Thirteen years ago I was out-patient hospitalized for treatment of severe depression and anxiety. Then another hospitalization four years later, both in-patient and out-patient for the same issues. Even though I was in weekly therapy sessions and on medications, I had suicidal thoughts and so agitated I could not focus on the simplest task.
I questioned why therapy did “stick.” A change in meds and therapists helped and progress was slow but not finalized like I thought it would be. I was under the impression that once you spoke your personal story, that was the end of the issue. Of course I was wrong about that. It’s not like portrayed on television.
Susan shares similar frustrations dealing with her sexual abuse. I’m trying to fix it but can’t. It’s like we are going in circles.
I’ve recalled something I drew in an art therapy session of what is going on. How I think therapy works, at least for me. I’ve discussed the concept with Susan and she thinks his has some application for her. This is what I drew:
The spiral represents my life’s journey or the path I am on. I can apply any time scale to the spiral; one revolution could be an hour, day, week, year or years, or a lifetime. The red diagonal line represents an aspect of my mental health issue. It could the dark valley of depression, physical or sexual abuse, the death of a loved one, shame, etc.
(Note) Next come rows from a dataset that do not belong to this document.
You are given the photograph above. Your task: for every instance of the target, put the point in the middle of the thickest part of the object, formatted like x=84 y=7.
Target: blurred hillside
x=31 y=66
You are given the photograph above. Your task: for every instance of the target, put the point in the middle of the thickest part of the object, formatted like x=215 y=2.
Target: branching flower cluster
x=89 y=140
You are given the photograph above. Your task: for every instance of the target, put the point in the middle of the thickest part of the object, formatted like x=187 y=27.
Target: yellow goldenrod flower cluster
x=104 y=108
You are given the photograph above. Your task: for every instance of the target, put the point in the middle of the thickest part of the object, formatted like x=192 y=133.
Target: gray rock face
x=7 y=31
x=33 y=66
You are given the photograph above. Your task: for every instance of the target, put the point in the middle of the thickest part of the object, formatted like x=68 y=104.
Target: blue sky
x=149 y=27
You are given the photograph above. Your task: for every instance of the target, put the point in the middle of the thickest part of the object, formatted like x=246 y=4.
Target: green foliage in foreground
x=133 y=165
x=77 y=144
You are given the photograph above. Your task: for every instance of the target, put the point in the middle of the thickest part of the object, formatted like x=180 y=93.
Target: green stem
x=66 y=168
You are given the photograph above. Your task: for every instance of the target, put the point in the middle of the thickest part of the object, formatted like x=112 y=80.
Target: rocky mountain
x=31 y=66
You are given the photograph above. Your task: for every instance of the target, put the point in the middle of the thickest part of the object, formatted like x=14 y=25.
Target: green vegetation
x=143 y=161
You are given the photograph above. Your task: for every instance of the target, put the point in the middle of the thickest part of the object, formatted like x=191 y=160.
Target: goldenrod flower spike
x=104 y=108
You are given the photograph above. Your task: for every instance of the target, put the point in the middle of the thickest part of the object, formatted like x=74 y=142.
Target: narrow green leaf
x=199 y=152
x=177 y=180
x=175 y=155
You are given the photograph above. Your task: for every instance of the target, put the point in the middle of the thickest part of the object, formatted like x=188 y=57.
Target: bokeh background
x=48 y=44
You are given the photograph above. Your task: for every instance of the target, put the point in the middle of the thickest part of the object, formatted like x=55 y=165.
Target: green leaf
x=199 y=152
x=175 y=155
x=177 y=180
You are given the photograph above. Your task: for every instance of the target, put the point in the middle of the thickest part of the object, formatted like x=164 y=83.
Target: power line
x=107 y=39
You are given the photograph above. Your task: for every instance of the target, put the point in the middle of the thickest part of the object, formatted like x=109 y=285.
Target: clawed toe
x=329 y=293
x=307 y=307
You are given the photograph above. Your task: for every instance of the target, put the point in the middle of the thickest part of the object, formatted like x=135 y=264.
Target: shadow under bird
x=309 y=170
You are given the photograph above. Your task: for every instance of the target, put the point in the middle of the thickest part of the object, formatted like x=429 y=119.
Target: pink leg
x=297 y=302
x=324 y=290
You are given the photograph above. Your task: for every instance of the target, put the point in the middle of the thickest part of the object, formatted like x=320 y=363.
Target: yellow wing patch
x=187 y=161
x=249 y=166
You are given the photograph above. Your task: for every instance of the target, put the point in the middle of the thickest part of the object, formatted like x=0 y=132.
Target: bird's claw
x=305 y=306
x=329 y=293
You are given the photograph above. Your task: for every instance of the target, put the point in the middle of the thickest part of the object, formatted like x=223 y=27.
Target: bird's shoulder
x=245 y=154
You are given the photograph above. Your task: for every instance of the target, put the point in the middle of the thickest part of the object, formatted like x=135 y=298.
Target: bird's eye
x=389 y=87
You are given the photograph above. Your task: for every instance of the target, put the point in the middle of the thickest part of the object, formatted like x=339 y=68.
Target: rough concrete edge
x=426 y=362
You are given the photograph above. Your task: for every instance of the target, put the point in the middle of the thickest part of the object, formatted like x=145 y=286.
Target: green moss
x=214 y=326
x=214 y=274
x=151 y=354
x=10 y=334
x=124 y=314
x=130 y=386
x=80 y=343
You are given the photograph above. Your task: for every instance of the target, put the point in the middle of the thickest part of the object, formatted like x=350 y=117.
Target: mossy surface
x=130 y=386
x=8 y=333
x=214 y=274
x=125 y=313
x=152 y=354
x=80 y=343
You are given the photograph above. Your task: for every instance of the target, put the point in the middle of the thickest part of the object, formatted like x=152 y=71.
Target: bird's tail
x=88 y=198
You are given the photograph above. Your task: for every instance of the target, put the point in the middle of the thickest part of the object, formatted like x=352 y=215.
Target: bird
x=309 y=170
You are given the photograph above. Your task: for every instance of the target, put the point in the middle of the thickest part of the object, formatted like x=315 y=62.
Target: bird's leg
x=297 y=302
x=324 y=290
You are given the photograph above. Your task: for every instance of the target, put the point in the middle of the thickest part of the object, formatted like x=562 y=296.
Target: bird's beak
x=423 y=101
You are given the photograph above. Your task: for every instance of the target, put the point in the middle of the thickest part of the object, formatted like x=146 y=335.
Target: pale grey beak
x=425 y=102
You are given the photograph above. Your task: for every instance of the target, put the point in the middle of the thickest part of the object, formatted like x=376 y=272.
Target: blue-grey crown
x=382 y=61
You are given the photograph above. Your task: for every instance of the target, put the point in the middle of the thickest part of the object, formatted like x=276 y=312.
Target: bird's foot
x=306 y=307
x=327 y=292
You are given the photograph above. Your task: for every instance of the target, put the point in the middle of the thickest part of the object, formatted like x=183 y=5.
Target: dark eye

I see myself at the beginning of the spiral at the intersection of the issue at the red line. I face the issue, talk about it, and work on it and try to resolve it the best I can with the tools I have. I get to some resolution of the issue and I move along the black line. At some point I again meet the red line (issue) again. I get frustrated, angry, and depressed that I have to face the issue again (Yes, I can get depressed about being depressed.) But I am not at the same place in my life I was before; maybe I am a little bit stronger, maybe I’ve gained some understanding since the last meeting. I again work on the issues and continue on my journey on the spiral and eventually I meet the issue again. I may have discussed the problem a few times in therapy or read and article on the subject or maybe I’m on different meds.
The journey continues round and round. At each intersection I deal with the problem again. But each time I am in a different place in life. I am not in the same place as the last meeting. There is growth along the path. It is hard to see or understand that I am making progress, but I am. I’ve found with some issues in my life, the power of the red line is reduced because I keep confronting the issue and address it as best I can at that time.
I remember this diagram when I think I came to terms with something and I find it is with me again. I use this analogy to help remind Susan of the progress she when she thinks her progress in too slow or she thinks she has not made any progress.
No analogy is perfect but this is something we use to get us through difficult episodes. The journey will continue forever.